"Entry for Wednesday, 27 August 1997

There was a fire at Long John Silvers early this morning in Pontiac.

This intensely compelling advertisement was posted just below the WARNING portion of a buried cable sign at my lunch spot.

Last Modified on 8/27/97 at 20:35:48

Day's Narrative: I'm putting the latest schedule up every day for a while because I may have some bicycling relatives meeting me near Kentucky to ride to Munfordville.

Aug. 28, Thursday --Charleston, Illinois.
Aug. 29, Friday --Vincennes, Indiana.
Aug. 30, Saturday -- layover in Vincennes.
Aug. 31, Sunday -- Owensboro, Kentucky.
Sep. 1, Labor Day Monday -- layover in Owensboro.
Sep. 2, Tuesday -- arrive Munfordville, Kentucky.
Sep. 3-7, layover in Munfordville, Kentucky.
Sep. 8, Monday -- leave for North Carolina.


As I left the restaurant at dawn after breakfast, and cycled toward Pontiac I immediately came upon what was left of Long John Silvers restaurant after a fire earlier this morning (see photo).

It was foggy this morning, and visibility was about 1/4 mile (400 m). I had bought a flashing red light to put on the back of the bike in case of fog and this was the first time I used it. It gave me a nice warm feeling having it there, but I really don't know how good it is. The fog had lifted by about 8:30 so I took it off. There is a prediction for more fog tomorrow morning.

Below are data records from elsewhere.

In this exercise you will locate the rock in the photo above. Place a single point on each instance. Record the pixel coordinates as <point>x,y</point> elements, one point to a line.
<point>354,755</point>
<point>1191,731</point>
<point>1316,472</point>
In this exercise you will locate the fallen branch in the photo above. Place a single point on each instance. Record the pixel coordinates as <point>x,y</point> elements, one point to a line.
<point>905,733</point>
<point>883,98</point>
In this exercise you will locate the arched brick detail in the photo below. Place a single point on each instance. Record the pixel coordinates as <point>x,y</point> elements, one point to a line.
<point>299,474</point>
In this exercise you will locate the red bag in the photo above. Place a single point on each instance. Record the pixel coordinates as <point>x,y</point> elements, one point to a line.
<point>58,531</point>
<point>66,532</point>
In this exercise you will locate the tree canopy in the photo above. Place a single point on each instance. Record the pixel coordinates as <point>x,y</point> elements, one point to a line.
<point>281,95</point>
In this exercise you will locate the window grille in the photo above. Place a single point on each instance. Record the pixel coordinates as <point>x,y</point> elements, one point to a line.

There was a slight tailwind from the northwest and I made good time.

The weather is very humid. So humid that my clothes are usually soaked most of the time. That makes going into one of the air conditioned convenience stores a real experience. As I enter and the water evaporates, it feels like my temperature drops 10 degrees and I'm about to become hypothermic. It actually feels good to go back outside again.

Every time I take my bicycle to the shop I strip off all the removable accessories. That includes the bike computer, map, camera, watch/altimeter/thermometer, luggage bag, water bottles and tire pump. Then I have to remember to put all this stuff back on when I ride again.

After stopping for a Coke at the little town of Strawn about 30 miles (50 km) down the road, I looked down and discovered I had forgotten to put the tire pump on the bike. That meant if I had a flat I was stuck until Connie caught up. It also meant that I couldn't let her pass me without getting the pump from her. Otherwise, if I had a flat I was stuck until I could either reach her by phone, or until I could hitch a ride to get the tire pumped up. Maybe I would get lucky and not have a flat.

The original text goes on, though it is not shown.